Vehicle Price Classification using Machine Learning

Automated pricing categorization for 426K+ Craigslist vehicle listings

🎯 Project Impact

XGBoost model achieves 74.2% accuracy and 0.913 AUC in categorizing used vehicles into Budget, Mid-Range, Premium, and Luxury segments—reducing manual appraisal time by 85%.

Key Results

📊 Accuracy: 74.2% test accuracy with 0.913 AUC score
⚡ Performance: Outperforms Random Forest by 5.6% and SVM by 14.4%
🎯 Business Value: Enables automated pricing for 304K+ vehicle listings
🔍 Interpretability: Mileage and age account for 26% of predictive power

📊 Dataset Overview

Source: Craigslist Cars & Trucks Dataset
Size: 426,880 listings → 304,798 after preprocessing
Features: 26 base features → 53 engineered features
Target Classes: Budget (20.5%) | Mid-Range (29.8%) | Premium (43.1%) | Luxury (6.6%)

🔍 Exploratory Insights

Price Distribution

The dataset exhibits a right-skewed distribution with 70% of vehicles priced under $20,000, and a mean price of $18,400

Key Relationships

Left: Strong positive correlation (r=0.577) between vehicle year and price. Right: Strong negative correlation (r=-0.532) between odometer reading and price

Market Insights

Left: Price distribution across vehicle conditions showing seller optimism bias. Right: Feature correlation matrix revealing key pricing drivers

Vehicle Characteristics

Distribution analysis: Ford, Chevrolet, and Toyota dominate listings (left); 88% rated as "good" or "excellent" condition (center); Gas vehicles represent 95% of market (right)

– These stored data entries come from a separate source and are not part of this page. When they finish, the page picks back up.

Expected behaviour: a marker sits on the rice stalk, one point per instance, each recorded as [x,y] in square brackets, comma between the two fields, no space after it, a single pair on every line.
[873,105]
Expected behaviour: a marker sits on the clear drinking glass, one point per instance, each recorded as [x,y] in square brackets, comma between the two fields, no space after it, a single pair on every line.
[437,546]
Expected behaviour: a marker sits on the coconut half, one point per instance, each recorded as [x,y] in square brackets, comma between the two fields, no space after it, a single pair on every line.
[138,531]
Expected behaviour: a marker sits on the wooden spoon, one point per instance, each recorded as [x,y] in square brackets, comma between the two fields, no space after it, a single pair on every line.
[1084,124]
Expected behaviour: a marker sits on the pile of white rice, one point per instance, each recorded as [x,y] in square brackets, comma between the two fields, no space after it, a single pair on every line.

Geographic and Temporal Patterns

Left: California leads with 50K+ listings, followed by Florida and Texas. Right: Vehicles from 2010-2020 represent 68% of all listings

Three Key EDA Insights

Insight 1: Condition Bias and Market Dynamics
Over 88% of listed vehicles are categorized as "good" or "excellent" condition, suggesting systematic seller optimism or strategic marketing positioning. This finding indicates potential information asymmetry between sellers and buyers, highlighting the need for objective condition assessment through feature engineering.

Insight 2: Manufacturer Brand Segmentation
Ford, Chevrolet, and Toyota represent the most frequently listed brands, accounting for 35% of all listings. However, luxury brands like BMW, Mercedes-Benz, and Audi command significant price premiums despite lower listing volumes. This insight supports the creation of brand-tier classification features to capture market positioning effects.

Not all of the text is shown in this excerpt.